Posisi situs ini berada tepat di lahan pertanian dan perkebunan warga Desa Saneo, sekitar 1,5 kilometer dari pedesaan. Tidak ada plang atau papan nama yang dipasang di sekitar lokasi. Baik plang yang dibuat pemerintah desa maupun pemerintah Kabupaten, hanya terdapat plang sederhana.
Menurut warga sekitar, nama Wadu Nocu diambil dari bahasa Dompu yakni batu lesung. Penamaan itu ditandai dengan bentuknya yang menyerupai lesung ukuran besar. Selain itu, batu ini dipercaya sebagai tempat orang zaman dahulu menumbuk padi.
"Kami menamainya Wadu Nocu, yang berarti batu lesung. Nama ini bukan baru-baru ini tapi sudah ada sejak zaman jauh sebelum kami ada," kata ketua Pokdarwis Desa Saneo, Ilyas pada detikBali, Sabtu (26/8/2022).
Ilyas mengatakan, batu lesung berjumlah 3 buah dengan posisi sejajar dan berdekatan sekitar 5 meter dari satu ke lainnya. Namun kondisinya, dua batu masih utuh dan satu batu lainnya telah pecah.
"Ada tiga batu lesung, cuma satu sudah pecah. Menurut cerita rakyat, tiga batu ini masing-masing milik Dompu, Sumbawa dan Bima. Kalau yang pecah ini milik Sumbawa, yang tengah milik Dompu dan yang telah diselimuti oleh pohon beringin itu adalah milik Bima," jelas Ilyas.

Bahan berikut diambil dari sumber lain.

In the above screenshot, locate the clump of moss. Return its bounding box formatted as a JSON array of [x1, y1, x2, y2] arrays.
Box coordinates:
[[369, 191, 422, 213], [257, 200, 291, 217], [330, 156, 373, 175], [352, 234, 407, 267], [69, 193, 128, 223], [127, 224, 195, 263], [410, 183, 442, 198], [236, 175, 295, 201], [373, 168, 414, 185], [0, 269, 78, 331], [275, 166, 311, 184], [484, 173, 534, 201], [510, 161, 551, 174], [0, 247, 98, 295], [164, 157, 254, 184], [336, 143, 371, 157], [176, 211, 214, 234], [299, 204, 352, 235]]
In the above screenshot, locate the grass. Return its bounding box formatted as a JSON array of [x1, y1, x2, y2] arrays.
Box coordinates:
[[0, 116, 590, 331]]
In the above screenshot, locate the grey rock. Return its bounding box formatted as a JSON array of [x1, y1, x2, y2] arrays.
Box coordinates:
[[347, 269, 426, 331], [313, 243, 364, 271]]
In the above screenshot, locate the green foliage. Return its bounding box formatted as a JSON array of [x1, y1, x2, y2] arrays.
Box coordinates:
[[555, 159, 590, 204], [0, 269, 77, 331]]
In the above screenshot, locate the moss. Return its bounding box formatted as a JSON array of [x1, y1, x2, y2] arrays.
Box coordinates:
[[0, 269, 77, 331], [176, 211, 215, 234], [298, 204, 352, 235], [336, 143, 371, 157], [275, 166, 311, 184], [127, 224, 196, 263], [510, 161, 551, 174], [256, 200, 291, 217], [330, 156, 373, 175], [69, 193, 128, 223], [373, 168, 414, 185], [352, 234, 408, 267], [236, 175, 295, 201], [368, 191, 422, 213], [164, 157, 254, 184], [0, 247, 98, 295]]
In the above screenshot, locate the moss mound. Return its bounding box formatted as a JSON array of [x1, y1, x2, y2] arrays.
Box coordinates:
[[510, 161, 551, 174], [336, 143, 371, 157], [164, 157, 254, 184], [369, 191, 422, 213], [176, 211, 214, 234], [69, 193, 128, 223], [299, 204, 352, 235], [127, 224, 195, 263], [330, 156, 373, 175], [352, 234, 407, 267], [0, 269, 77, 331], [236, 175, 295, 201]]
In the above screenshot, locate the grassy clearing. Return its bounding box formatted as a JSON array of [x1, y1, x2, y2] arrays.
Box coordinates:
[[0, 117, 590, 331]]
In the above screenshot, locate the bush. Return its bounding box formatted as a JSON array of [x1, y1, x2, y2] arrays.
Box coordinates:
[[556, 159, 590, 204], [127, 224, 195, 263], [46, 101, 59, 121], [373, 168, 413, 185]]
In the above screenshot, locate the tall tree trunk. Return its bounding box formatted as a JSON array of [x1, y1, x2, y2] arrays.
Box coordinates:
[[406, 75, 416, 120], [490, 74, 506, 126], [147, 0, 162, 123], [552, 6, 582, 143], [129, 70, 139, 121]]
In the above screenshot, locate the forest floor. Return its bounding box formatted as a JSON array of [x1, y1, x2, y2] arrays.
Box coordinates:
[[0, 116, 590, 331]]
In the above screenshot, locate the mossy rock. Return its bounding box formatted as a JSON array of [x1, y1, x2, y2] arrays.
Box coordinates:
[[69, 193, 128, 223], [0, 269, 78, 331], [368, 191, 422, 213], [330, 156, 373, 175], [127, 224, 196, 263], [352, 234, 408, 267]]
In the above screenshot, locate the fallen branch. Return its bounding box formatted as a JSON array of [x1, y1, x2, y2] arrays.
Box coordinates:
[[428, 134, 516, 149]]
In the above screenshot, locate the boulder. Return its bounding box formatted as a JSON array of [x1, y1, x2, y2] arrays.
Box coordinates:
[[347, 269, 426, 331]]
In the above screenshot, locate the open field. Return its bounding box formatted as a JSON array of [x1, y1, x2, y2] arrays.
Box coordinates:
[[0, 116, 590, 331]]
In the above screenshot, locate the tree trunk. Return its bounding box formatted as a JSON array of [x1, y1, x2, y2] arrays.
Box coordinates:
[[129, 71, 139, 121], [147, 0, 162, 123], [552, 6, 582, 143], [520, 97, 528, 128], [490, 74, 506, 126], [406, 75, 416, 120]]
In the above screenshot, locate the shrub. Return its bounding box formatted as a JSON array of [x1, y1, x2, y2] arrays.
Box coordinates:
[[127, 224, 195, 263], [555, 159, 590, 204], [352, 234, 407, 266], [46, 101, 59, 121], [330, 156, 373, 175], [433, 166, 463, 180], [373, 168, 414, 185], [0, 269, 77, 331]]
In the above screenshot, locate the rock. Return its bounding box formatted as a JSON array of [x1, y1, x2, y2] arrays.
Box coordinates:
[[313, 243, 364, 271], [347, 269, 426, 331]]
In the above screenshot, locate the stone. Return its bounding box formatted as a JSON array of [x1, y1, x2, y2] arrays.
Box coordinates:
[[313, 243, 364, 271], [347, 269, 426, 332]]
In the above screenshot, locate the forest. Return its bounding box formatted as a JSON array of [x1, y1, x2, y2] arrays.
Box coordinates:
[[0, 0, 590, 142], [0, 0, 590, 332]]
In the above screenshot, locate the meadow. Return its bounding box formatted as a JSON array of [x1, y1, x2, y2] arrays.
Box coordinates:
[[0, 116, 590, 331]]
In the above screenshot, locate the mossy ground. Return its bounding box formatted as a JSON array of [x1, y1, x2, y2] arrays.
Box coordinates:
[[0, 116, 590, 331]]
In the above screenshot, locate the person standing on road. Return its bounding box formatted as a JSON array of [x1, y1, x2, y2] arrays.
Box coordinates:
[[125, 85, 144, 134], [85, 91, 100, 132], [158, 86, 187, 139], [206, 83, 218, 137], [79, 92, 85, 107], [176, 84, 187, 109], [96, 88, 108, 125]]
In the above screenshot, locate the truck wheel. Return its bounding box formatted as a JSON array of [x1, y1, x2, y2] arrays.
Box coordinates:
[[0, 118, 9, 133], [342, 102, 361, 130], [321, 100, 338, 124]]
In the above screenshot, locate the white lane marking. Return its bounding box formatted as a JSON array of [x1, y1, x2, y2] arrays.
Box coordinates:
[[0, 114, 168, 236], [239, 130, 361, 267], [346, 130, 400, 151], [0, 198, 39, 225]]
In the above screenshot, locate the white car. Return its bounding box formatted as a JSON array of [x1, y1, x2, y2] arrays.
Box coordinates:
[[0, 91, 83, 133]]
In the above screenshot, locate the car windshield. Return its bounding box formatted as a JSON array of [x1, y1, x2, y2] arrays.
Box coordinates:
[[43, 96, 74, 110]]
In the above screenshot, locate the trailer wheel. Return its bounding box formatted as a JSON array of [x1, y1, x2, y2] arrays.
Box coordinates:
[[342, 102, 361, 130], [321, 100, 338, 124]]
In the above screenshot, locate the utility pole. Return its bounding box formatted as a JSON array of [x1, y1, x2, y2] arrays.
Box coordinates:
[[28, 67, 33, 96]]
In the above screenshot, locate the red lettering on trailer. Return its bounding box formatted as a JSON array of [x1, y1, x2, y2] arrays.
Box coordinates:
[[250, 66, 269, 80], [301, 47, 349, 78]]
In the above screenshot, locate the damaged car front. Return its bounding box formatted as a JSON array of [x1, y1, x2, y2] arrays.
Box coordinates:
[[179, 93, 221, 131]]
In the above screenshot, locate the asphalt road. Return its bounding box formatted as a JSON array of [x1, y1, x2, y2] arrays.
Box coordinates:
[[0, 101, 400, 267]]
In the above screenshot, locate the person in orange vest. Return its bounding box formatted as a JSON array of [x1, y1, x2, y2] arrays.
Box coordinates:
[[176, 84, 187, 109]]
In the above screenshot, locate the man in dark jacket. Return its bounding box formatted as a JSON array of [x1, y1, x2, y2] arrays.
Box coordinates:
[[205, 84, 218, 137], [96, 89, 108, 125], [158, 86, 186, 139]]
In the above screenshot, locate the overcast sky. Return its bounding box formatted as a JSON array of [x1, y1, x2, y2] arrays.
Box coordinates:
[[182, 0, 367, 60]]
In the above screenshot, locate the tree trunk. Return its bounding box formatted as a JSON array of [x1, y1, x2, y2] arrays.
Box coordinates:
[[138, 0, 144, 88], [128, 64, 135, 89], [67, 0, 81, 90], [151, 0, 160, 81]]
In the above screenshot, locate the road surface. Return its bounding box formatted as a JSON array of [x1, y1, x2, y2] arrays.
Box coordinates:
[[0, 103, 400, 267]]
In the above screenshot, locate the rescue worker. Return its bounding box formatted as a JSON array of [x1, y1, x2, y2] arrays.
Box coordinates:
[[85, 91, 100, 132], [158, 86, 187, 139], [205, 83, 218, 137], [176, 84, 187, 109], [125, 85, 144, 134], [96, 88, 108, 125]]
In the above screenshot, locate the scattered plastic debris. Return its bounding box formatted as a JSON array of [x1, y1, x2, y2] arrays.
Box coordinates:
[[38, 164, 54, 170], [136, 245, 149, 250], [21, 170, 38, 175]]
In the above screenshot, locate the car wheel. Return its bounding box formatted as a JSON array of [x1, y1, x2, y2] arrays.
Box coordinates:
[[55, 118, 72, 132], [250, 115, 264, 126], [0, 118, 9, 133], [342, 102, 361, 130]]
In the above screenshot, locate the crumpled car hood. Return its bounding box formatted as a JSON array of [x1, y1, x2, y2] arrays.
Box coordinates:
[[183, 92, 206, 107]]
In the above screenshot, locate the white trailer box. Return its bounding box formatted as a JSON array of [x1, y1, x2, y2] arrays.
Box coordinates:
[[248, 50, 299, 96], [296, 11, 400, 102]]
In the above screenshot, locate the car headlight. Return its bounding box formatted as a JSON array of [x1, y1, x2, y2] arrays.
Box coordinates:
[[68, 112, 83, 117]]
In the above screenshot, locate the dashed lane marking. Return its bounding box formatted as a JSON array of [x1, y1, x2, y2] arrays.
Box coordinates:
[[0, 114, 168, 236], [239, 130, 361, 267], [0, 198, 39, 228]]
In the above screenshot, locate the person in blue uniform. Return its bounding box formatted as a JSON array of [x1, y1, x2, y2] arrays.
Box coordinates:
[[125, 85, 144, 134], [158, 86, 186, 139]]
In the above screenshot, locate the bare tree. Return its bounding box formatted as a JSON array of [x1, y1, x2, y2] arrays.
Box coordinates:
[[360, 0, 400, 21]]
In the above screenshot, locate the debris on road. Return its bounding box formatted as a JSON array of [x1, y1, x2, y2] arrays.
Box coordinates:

Keberadaan batu lesung ini belum dilakukan penelitian oleh pemerintah baik dari Kabupaten Dompu maupun Balai Arkeolog Bali. Sehingga tidak diketahui pasti berapa usai batu yang berbentuk lesung tersebut dan bagaimana proses pembuatannya.
"Batu ini sudah ada sejak zaman Ncuhi, zaman sebelum Kerajaan Dompu. Batu ini digunakan untuk menumbuk padi orang-orang jaman dulu," kata salah seorang warga Arsyad (63).